In Thompson v. North American Stainless, LP, a man was fired after his fiancée filed a sexual discrimination charge against their mutual employer. He, in turn, brought a lawsuit against the company claiming the termination of his employment was in retaliation for his fiancée's discrimination complaint. The Supreme Court agreed that the man could raise the claim, reversing the decisions of two lower courts that had held that he could not. The Supreme Court held that the man had a right to sue because of his "close relationship" with the woman who filed the original discrimination complaint.

The result may be surprising to some people, perhaps more so because the eight Supreme Court Justices who participated (recently appointed Justice Kagan did not) were unanimous.
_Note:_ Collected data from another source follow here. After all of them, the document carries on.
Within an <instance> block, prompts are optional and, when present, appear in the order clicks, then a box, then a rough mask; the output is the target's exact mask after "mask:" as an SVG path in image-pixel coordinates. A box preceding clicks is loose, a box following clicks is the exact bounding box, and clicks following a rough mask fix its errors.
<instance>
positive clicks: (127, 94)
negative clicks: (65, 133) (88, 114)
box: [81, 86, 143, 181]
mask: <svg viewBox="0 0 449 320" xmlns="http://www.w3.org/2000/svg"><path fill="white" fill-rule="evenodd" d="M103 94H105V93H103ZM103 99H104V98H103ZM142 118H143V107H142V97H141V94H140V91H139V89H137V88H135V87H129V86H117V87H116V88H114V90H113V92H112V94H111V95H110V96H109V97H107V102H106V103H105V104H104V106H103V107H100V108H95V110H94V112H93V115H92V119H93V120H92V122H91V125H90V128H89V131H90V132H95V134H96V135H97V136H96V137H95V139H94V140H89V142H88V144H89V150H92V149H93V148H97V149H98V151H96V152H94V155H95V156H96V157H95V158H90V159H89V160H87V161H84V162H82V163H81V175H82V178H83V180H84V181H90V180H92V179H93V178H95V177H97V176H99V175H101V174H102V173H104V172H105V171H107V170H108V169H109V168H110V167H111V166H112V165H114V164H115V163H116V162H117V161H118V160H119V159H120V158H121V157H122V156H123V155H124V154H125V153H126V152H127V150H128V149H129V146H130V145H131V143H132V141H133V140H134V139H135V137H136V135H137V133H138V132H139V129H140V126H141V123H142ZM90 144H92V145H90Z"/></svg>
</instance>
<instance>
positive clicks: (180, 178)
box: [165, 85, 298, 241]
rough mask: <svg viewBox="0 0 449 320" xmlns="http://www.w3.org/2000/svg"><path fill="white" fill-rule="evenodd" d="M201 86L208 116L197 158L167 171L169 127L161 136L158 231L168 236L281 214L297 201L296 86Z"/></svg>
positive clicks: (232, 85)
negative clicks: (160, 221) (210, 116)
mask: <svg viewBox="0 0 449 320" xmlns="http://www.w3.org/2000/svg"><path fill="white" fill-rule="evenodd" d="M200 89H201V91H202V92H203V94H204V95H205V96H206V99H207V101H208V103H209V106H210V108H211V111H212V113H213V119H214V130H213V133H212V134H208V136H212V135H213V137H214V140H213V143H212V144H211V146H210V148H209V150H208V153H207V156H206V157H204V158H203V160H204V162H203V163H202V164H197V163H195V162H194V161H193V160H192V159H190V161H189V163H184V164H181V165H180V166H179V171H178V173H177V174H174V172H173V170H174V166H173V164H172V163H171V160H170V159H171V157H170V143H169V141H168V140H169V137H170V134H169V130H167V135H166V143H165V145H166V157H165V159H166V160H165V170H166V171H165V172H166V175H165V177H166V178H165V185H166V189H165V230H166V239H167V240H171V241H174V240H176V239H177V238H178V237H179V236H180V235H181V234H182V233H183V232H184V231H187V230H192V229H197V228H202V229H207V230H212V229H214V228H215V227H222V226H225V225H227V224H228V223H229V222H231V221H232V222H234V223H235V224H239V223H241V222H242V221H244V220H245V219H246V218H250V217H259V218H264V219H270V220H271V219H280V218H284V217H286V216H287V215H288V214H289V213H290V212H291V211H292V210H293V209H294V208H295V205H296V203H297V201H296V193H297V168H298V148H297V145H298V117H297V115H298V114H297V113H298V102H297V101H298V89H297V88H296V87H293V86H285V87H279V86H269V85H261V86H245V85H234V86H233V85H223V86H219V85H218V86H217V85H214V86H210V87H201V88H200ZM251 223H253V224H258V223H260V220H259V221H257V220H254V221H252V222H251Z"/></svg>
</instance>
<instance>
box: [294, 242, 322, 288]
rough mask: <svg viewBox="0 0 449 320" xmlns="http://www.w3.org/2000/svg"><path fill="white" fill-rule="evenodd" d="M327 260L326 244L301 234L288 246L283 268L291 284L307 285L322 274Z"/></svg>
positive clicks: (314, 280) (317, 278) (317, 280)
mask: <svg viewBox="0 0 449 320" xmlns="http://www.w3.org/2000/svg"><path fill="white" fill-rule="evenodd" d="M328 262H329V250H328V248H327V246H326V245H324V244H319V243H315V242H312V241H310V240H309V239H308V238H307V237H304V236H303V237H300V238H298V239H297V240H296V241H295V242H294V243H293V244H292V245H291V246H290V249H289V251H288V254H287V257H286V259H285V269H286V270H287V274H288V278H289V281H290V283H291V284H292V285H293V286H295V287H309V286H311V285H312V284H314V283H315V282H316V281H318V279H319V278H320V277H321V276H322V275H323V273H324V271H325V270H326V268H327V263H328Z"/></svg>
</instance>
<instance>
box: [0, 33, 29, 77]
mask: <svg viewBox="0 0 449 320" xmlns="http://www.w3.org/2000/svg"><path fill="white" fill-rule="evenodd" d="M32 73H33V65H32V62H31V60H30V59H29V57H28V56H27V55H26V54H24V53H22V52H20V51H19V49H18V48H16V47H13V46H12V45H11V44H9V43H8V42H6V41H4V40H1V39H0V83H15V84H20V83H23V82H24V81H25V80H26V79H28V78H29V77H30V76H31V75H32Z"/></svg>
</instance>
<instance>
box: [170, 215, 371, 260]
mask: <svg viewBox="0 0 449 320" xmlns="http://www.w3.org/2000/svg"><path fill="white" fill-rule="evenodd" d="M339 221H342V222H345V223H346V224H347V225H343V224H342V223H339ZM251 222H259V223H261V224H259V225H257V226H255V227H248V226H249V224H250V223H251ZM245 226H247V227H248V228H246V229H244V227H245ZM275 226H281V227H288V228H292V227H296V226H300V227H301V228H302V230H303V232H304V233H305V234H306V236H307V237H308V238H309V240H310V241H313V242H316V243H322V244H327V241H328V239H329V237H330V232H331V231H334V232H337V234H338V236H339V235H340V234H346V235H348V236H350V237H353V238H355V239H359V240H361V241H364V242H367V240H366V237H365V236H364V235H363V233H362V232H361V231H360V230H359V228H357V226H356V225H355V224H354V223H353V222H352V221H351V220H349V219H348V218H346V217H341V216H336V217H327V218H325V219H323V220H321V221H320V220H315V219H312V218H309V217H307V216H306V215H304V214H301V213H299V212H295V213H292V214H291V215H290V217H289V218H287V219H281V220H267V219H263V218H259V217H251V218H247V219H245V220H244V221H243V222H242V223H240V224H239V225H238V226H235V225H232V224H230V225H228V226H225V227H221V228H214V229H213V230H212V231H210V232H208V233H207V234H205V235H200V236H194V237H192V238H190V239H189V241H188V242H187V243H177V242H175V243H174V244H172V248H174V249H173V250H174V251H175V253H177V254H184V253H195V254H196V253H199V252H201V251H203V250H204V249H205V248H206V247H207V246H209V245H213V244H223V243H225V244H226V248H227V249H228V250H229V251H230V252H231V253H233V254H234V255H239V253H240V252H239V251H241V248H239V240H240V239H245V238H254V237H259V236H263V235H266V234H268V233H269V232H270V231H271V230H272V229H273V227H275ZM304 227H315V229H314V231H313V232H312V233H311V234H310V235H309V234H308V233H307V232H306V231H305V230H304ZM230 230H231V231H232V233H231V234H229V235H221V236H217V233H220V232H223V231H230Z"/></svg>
In reacting to the decision of the Court written by Justice Scalia, Jacquelyn A. Berrien, chair of the Equal Employment Opportunity Commission, expressed approval, stating that the decision "reaffirms the importance of preventing retaliation against those seeking to protect their civil rights." Read the entire EEOC press release here. As Justice Ginsburg noted in her concurring opinion (in which Justice Breyer joined), the Court's decision is consistent with the EEOC's long-standing position.

One of the questions that a business should consider when thinking about firing an employee (or taking any other adverse action) is whether that employee has lodged any discrimination complaints and might later claim that the action was taken in retaliation for the complaint. But until now, many employers were probably concerned only with complaints filed by that particular employee. Now, the employer must also consider complaints that may have been filed by some other person with a close relationship. But what qualifies as a "close relationship?" Unfortunately, the Supreme Court did not completely answer the question, saying only that "firing a close family member will almost always" meet the standard. Because of the facts of the Thompson case, we also know that the relationship between two engaged employees is close enough, but would a dating relationship count? What about a pair of really close friends? Or second cousins, once removed? For now, we can only speculate.